Austrian Bread - Schwartzbrot

This past weekend I was inspired to begin a quest for Austrian brown bread in New York City. This is the bread that Melik grew up with and what we all started our mornings with on a recent ski trip to the alps. I've never had anything quite like it in the states. It's got to be here somewhere, right? If I can't find it in New York, then I'm guessing I can't find it anywhere. I googled the ingredients to Austrian brown bread (schwartzbrot) and so started my search for elusive loaf. Supposedly it's a blend of wheat and rye flour. I thought I'd start by testing out a few loafs with that same blend.

I took this opportunity to venture out to the west side and the famous Chelsea market that takes up a city block that was once an oreo factory in the city.
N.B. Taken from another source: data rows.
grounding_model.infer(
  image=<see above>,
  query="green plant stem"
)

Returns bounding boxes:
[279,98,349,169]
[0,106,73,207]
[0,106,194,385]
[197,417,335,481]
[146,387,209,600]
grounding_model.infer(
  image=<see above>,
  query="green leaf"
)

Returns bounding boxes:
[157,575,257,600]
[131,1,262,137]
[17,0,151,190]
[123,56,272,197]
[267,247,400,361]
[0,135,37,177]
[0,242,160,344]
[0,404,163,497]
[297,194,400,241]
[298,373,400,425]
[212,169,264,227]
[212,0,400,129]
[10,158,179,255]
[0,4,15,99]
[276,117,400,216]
There are about 10 gourmet food stores and the production facilities of several companies, one being the food network. Winding down the wide hallway, admiring uber-fancy cupcake stores and groceries, we came upon Amy's Bread. Amy's Bread was started in 1992 in a small Hell's Kitchen store and has grown to 100 employees and 200 wholesale deliveries. Today, they produce most of their bread at the location in Chelsea Market. What's even more interesting, at least to me, is that you can watch the entire process behind glass windows in the market.

I stood outside for a few minutes, watching the different loaves being made, from the initial blending of ingredients, the separation into loaves, the rising of these yeasty conconctions, and the eventual baking. It was mesmerizing. Melik finally dragged me away to the store proper and we decided to try 2 different loaves, a french rye and an organic miche. Both of these loaves had the blend of flours we desired but looked completely different from one another.

We brought our new-found treasures home to see if anything resembled the brown bread we were after. The French rye, although the loaf looked similar, lacked something in flavor. Perhaps it wasn't tangy enough? We both agreed the organic miche was superior and more closely resembled the brown bread. It wasn't an exact replica, but it was an ok substitution. It doesn't look like the loaf we had in Austria but the taste is similar. So I guess the search is still on for the quintessential brown bread.